6 Discussion and Outlook

This paper focuses on two main challenges (a) to outperform existing state-of-the-art predictive monitoring approaches (next event prediction); while (b) striving to implement a transparent prediction approach to foster the trust users put into the results. We conclude that this paper was able to meet the first challenge as the conducted evaluation shows that we outperform the second best compared prediction approach (based on LTSM neural networks) by 4 to 5 percent.

With regards to the second challenge we assume that the results generated by predictive monitoring approaches can have a significant impact on an organisation. For example, a prediction result could trigger a reorganisation of staff/project assignments resulting in the fulfilment or, given incorrect results, the violation of SLA agreements. Accordingly, we argue that prediction processes should be transparent and understandable. One the one hand to foster the trust in the results but also to enable experts to draw informed decisions while factoring in their unique domain knowledge. Accordingly, the proposed approach strives to provide a transparent prediction process which enables users to grasp the prediction model and the possible different prediction results. For this the prediction models are deliberately simple, contain all relevant futures along with their probability, and could, as we assume, be visualised as weighted histograms.
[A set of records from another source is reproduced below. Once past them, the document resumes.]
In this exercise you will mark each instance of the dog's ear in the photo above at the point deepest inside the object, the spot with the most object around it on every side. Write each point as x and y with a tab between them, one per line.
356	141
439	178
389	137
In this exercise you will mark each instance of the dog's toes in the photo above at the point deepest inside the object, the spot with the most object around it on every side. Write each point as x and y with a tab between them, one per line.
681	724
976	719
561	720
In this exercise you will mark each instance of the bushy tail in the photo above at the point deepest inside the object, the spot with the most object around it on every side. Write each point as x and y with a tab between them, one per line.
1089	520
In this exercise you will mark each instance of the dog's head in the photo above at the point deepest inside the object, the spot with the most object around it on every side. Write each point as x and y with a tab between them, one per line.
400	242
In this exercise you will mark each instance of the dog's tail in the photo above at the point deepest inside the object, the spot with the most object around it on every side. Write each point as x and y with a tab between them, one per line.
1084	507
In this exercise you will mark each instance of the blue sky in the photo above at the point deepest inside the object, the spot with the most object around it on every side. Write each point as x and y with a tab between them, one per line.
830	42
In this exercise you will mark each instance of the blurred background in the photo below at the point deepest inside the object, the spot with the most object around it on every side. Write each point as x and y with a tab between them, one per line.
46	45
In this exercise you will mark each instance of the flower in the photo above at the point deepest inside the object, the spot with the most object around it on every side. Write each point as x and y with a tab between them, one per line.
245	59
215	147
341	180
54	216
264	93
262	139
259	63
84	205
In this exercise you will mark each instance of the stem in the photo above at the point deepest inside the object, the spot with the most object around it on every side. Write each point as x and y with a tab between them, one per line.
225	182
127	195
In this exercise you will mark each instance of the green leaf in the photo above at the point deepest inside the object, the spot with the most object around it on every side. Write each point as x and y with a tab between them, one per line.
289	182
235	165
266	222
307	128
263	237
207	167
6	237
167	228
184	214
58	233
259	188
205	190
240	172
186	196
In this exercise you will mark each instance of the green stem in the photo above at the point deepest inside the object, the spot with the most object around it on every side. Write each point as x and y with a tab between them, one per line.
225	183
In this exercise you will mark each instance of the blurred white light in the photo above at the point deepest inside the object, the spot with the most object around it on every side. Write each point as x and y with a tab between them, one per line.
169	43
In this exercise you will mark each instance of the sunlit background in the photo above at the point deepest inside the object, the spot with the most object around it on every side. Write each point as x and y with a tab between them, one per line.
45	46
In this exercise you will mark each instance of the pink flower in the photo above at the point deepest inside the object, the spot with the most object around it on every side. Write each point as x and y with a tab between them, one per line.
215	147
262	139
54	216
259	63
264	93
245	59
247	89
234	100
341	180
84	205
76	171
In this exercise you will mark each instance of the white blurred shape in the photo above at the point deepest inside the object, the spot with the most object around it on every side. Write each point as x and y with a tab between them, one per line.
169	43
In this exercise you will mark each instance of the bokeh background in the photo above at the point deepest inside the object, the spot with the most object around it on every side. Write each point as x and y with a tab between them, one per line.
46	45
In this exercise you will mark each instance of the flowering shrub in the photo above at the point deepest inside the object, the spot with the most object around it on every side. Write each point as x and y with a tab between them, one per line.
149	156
Future work will concentrate on two aspects: (a) further improving the prediction result quality; and (b) evaluating if the proposed approach is capable of fostering the trust in the predicting results, e.g., by providing a transparent and understandable prediction result generation process. The first aspect will be tackled by further extending the proposed approach, for example, by combining it with alternative techniques to incorporate their unique advantages. For the latter we will concentrate on expanding and evaluating the proposed approaches’ result and prediction process understandability/transparency. Accordingly, visualisation, cf. Fig. 2, and management tools will be created that enable to handle the provided information (e.g., which potential futures are probable) in an interactive manner. Further, user studies will be performed to assess the benefits of the proposed approach on predictive monitoring driven management decisions.